KINTOは納期が早いがデメリットも
このほか納期の長い車種として、トヨタでは「ノア&ヴォクシーはノーマルエンジンが9カ月、ハイブリッドは1年を要する。ハリアーハイブリッドとヤリスクロスハイブリッドも約1年で、クラウンも9カ月と長い」という。
とくに問題なのが新型プリウスで、販売店は以下のように述べた。「販売店では2022年12月22日から、プリウスの価格を明らかにして予約受注を開始した(予約受注開始日は販売店によって異なる)。受注は絶好調で、2022年内に、メーカーから与えられた2023年の生産枠を使い切る販売会社が出てくるかも知れない。そうなると正式発表される2023年1月10日には、受注を早くも停止する可能性がある」。
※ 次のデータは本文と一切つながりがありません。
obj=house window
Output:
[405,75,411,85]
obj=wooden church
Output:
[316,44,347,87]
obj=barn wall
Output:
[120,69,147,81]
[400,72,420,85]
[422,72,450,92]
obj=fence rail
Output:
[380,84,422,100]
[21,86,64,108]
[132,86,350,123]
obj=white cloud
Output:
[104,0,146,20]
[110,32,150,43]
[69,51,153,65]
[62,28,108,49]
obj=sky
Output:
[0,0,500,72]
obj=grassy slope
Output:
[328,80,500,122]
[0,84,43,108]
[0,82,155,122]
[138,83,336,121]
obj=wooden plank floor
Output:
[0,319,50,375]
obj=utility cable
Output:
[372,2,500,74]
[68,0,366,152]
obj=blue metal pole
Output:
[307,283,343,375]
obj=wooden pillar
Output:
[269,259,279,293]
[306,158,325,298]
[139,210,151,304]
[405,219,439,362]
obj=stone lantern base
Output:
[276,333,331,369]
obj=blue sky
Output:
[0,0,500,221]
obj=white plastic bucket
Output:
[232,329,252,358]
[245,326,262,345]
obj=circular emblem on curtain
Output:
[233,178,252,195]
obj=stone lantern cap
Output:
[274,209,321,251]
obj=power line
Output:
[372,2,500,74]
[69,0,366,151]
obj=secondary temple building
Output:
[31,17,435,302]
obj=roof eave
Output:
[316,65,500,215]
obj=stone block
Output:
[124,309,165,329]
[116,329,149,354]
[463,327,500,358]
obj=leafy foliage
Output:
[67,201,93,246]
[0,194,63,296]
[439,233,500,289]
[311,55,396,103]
納期を縮める対策として、定額制カーリースのKINTOが挙げられる。ノア&ヴォクシーの納期は、前述のとおりノーマルエンジンが9カ月、ハイブリッドは1年だが、KINTOでは「契約後、1カ月半から2カ月で車両を届けられる」というからだ。KINTOを手掛ける販売店によると「新型プリウスもKINTO専用グレードの1.8Uを契約した場合、3カ月から4カ月で車両が届くと思う」とコメントした。
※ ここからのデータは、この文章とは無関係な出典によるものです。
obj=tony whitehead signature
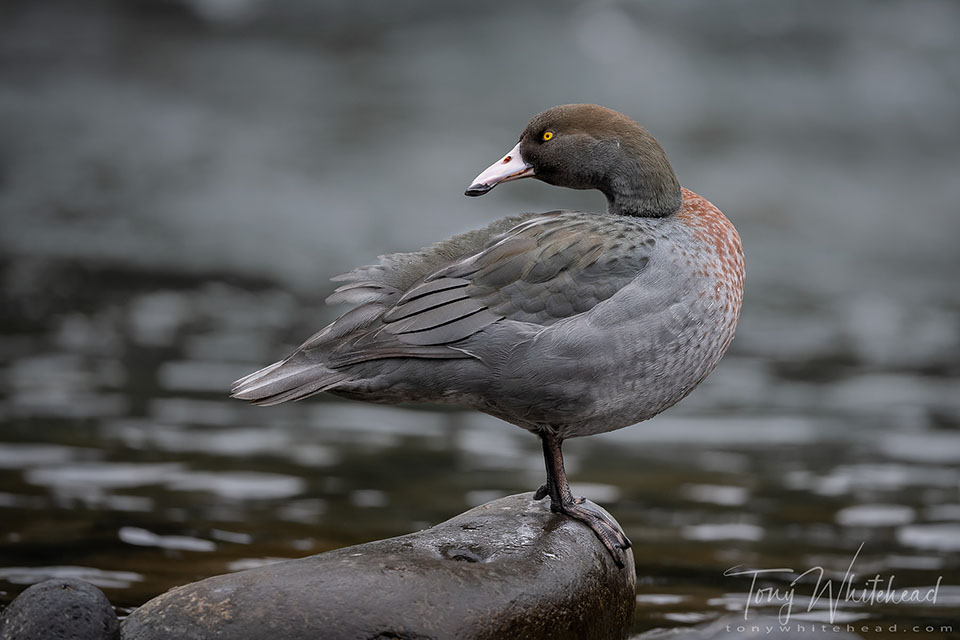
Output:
[723,543,943,624]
なぜKINTOは納期が早いのか。トヨタに尋ねると「車両の需給方法が(販売する車両とは)異なるから」としている。
ただしKINTOはカーリースだから、契約期間の満了後に、ユーザーが車両を買い取ることはできない。所有権を得て長く使いたい場合は、KINTOを利用できない。またKINTOには走行距離の規定もあり、これを超過すると、車両を返却する時に精算が発生してお金を支払う必要が生じる。
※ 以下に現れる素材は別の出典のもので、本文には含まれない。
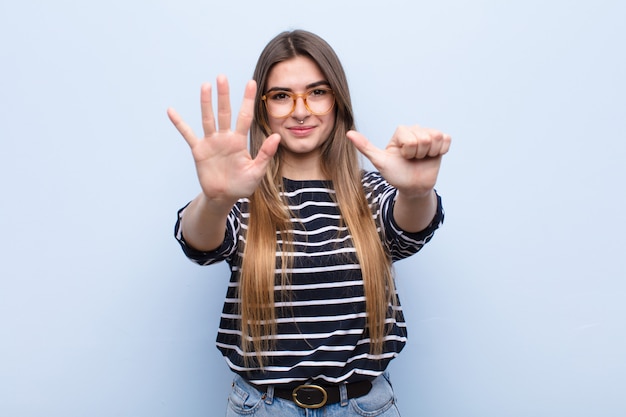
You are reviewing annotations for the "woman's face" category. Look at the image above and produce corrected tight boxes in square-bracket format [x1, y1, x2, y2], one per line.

さらに盲導犬を含めて、動物の同乗もできず、ドレスアップやチューニングも認められていない。要は借りている車両だから制約が多い。
トヨタは、若年層の需要を掘り起こすことも含めて、KINTOに力を入れる。そこで納期遅延まで利用して、通常の販売よりも納期を短く抑え、KINTOのユーザーを募っているわけだ。
販売店からは「通常の販売では納期が1年に達する車種が、KINTOなら2カ月で納車できるのは不公平だ」という声も聞かれる。通常の買い方をしたいユーザーも同じ気持ちだろう。
ちなみにトヨタが日本のトップメーカーになった理由は、すべてのユーザーに、常に公平を心掛けてきたからだ。全国の大半の地域に販売網があり、故障の多かった時代に知らない場所へ出掛けても、トヨタ車なら安心だった。スターレットからクラウンまで、どこでも同じ水準のサービスを受けられた。この公平性が、KINTOを開始した最近のトヨタでは、損なわれ始めたように思える。